Leaders of the MHIT South agencies explained that a “Blitz”, or saturation patrol, took place between May 19 and May 22 with increased patrols on highways and secondary roads throughout the area. Neighborhoods in Harrison County received extra attention as part of the project, as did parcels and packages that were being shipped to and from Northern West Virginia. In addition to the three regular members of MHIT South, an additional twenty-three officers participated in the saturation patrols this week.
Captain Merrill explained that as a result of the effort, five felony charges and eleven misdemeanor charges were filed, and sixty-eight citations were issued. There were also arrests for driving under the influence, transferring stolen property, and a fugitive warrant was served. Drugs with a street value of $48,060 were recovered, and one active felony warrant was served. Substances recovered included heroin, synthetic cathinones, and marijuana.
“We listened to our citizens and increased our presence in certain hot spots in the county,” said Chief Walker. “I encourage the public to continue to make us aware of areas that need extra patrols. While MHIT South will continue to operate on a daily basis, we look forward to organizing enhanced patrols like this one again in the future.”
The leaders of MHIT South explained that the resources now available to the team on a regular basis include three officers and two K-9 handlers. The agencies involved have been very pleased with the team approach to interdiction.
“MHIT South increases our presence on local roadways and serves as a partner for the Greater Harrison Drug and Violent Crimes Task Force,” said Captain Merrill. “We work with the Task Force every day to disrupt drug trafficking organizations that attempt to operate in the region.”
Between February 1 and May of 2014, MHIT South officers have filed twenty felony charges, thirty-nine misdemeanor charges, and have issued thirty-six misdemeanor citations. Nearly one hundred searches have been conducted, including sixty-three by K-9 units.
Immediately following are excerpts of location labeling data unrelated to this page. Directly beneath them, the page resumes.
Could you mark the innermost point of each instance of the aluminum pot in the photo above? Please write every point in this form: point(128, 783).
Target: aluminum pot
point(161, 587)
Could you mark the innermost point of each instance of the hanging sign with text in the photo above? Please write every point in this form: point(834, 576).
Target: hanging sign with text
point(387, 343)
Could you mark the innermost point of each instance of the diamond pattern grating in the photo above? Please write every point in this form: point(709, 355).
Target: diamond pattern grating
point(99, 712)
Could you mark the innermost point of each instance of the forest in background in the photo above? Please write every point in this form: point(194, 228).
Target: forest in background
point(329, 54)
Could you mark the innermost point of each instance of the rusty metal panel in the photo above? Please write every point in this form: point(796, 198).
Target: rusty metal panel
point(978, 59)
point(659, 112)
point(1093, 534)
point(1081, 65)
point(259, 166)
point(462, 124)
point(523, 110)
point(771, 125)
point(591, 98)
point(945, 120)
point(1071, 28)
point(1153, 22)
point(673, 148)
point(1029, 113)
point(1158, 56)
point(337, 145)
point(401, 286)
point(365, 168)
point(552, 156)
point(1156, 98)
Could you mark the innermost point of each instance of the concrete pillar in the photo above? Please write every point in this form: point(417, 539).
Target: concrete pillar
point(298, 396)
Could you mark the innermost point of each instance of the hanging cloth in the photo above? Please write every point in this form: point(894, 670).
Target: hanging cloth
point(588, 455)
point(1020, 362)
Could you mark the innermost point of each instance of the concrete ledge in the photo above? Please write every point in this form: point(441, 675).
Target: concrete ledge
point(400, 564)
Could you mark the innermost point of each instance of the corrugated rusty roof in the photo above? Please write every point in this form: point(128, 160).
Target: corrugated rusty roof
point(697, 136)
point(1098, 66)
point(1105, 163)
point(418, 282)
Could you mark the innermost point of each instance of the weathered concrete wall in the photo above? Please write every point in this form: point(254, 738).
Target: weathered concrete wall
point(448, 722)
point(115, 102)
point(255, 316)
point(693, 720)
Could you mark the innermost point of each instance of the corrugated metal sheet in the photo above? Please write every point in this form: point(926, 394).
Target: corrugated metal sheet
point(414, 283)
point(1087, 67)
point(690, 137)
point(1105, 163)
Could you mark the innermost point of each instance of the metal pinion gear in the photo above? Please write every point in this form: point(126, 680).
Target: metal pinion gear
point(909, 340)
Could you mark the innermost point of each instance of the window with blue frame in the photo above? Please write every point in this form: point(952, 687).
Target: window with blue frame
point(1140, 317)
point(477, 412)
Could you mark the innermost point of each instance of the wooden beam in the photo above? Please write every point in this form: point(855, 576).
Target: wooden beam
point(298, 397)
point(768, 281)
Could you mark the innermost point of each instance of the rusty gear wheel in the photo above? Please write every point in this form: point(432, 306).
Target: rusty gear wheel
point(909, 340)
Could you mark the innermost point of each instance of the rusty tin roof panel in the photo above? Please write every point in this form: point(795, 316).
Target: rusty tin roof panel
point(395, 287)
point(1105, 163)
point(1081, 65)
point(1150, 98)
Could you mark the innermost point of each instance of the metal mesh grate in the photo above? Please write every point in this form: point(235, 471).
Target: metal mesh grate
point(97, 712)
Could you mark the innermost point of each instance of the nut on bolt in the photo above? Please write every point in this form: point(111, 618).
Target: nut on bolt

Marijuana worth $18,765.00 has been seized, and other drugs valued at $37,690 have been seized.
MHIT’s primary purpose is to enhance regional interdiction operations in order to slow the flow of illegal drugs into and through the State of West Virginia. The major focus of MHIT South is on highways and state routes but it also concentrates on airports, bus terminals, hotels, motels and parcel and package interdiction.
Besides enhancing regional highway interdiction operations, MHIT South has the added benefit of preserving citizen safety on West Virginia highways through effective traffic and commercial vehicle enforcement. MHIT South also assists in investigating kidnapings, bank robberies, carjackings, Amber Alerts and interstate theft; the detection and enforcement of firearms and explosives; human trafficking and immigration violations; and fugitive apprehension.